Below, Lynn Kessel of the South Shore News & Tribune describes an unusual method — the face-testing method. Oh, and by the way, Lynn, tough life gal. You get to talk about steak and test out recipes BEACHSIDE IN FLORIDA!
Here’s what she says . . .
Some experienced cooks punch the meat with their fingers to check the temperature and know when it’s ready.
Here’s how you learn the various levels of doneness:
With a poker face — no smiling or you’ll be eating beef jerky — touch your cheek. That’s how rare meat feels. Offering no resistance when pressed, it has a red center but should be warm all the way through.
Touch your chin. This is the feel of medium rare. The color should be bright pink to red when cut.
Now, touch the end of your nose. This will coincide with the texture of medium doneness. It has a pink center.
The area just above the bridge of your nose on your forehead is the tactile equivalent of medium-well. It has a thin line of pink remaining in the center. The bottom of your shoe is well done.
I spoke with Winn-Dixie Executive Chef Robert Tulko. He prefers gauging doneness using touch also, but with his fist.
First, make a relaxed fist, he said. The web of your hand between the thumb and forefinger on top feels like rare meat. If you slightly clench your fist, that same v-section of your hand is now medium. Clench your fist tightly, and the area will now feel like well done — hard, and in my opinion, inedible.
Tulko explained that as meats cook, the juices are drawn to the upper surface. That’s why when you cut into a steak, the juices rush out.
He said you should let the steak rest for five to 10 minutes before serving and cutting. The juices will have time to settle back to the center.

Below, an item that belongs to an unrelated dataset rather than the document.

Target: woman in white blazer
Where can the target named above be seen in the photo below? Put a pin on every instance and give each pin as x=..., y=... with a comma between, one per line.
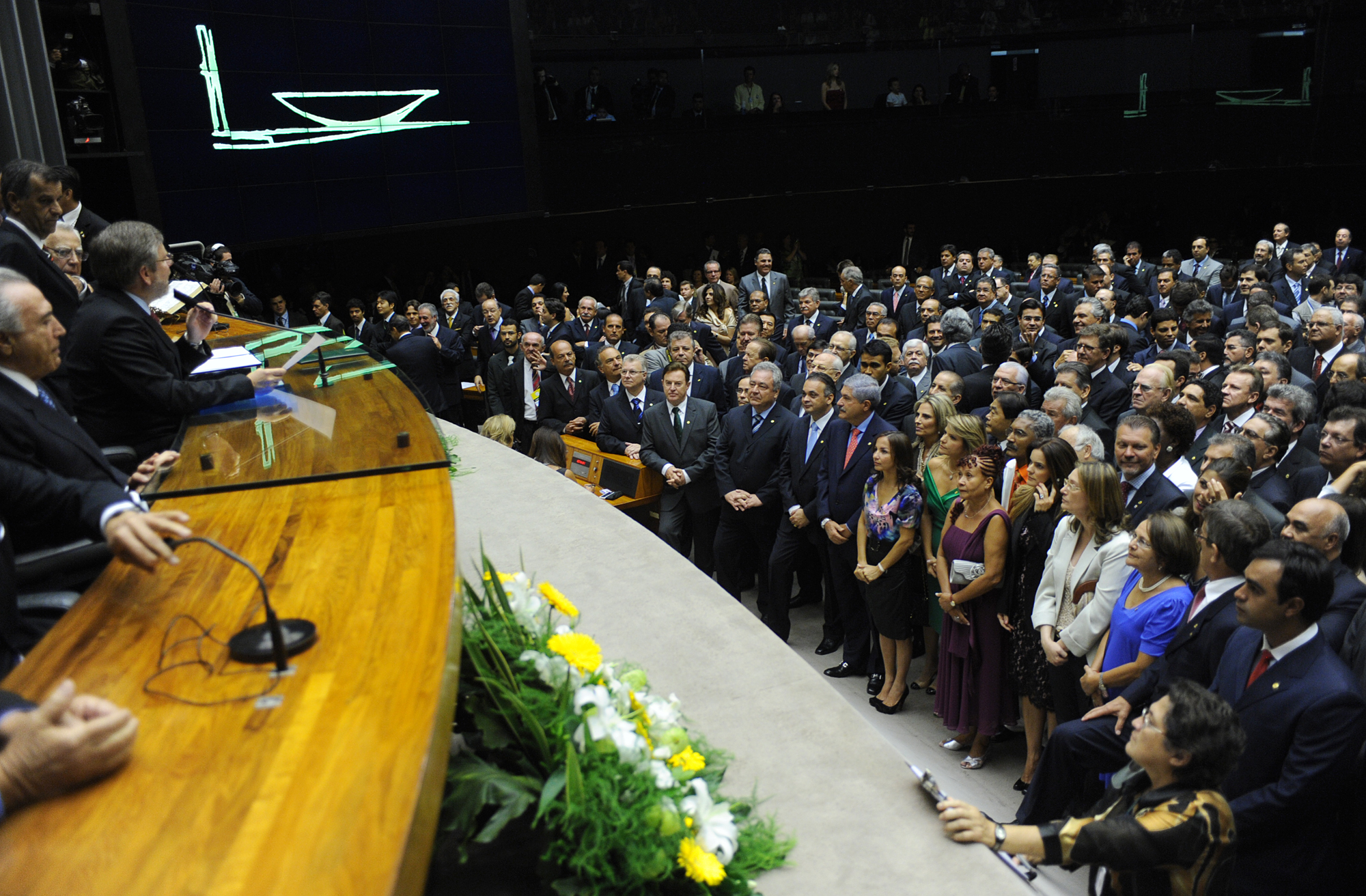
x=1070, y=614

Tulko has been testing the doneness of meats, pork and chicken this way for years, and he prefers the clenched-fist method to the face testing.

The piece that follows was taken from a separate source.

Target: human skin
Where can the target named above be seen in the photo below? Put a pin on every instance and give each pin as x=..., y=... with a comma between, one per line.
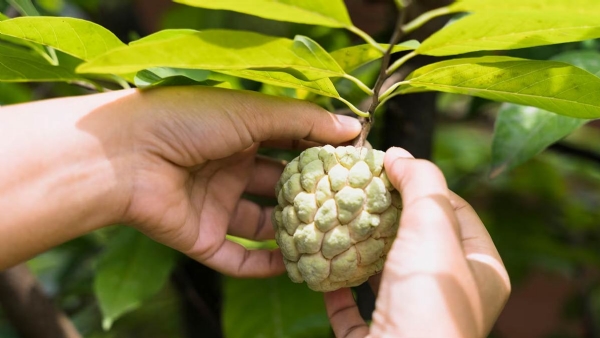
x=443, y=276
x=171, y=162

Surprisingly, this method really works. I tried it the other evening when I was grilling a top sirloin for one of my favorite salad recipes.
Personally, I like my steak between the nose and chin. Get it?
Excerpt courtesy of southshore2.tbo.com.
August 29th, 2009 at 11:46 am
This is exactly how I have been testing steaks – not a fan of poking it with a meat thermometer as it allows the juices to escape. Good article.
August 31st, 2009 at 10:20 pm
Great blog piece. I am definitely a more “chin” steak person.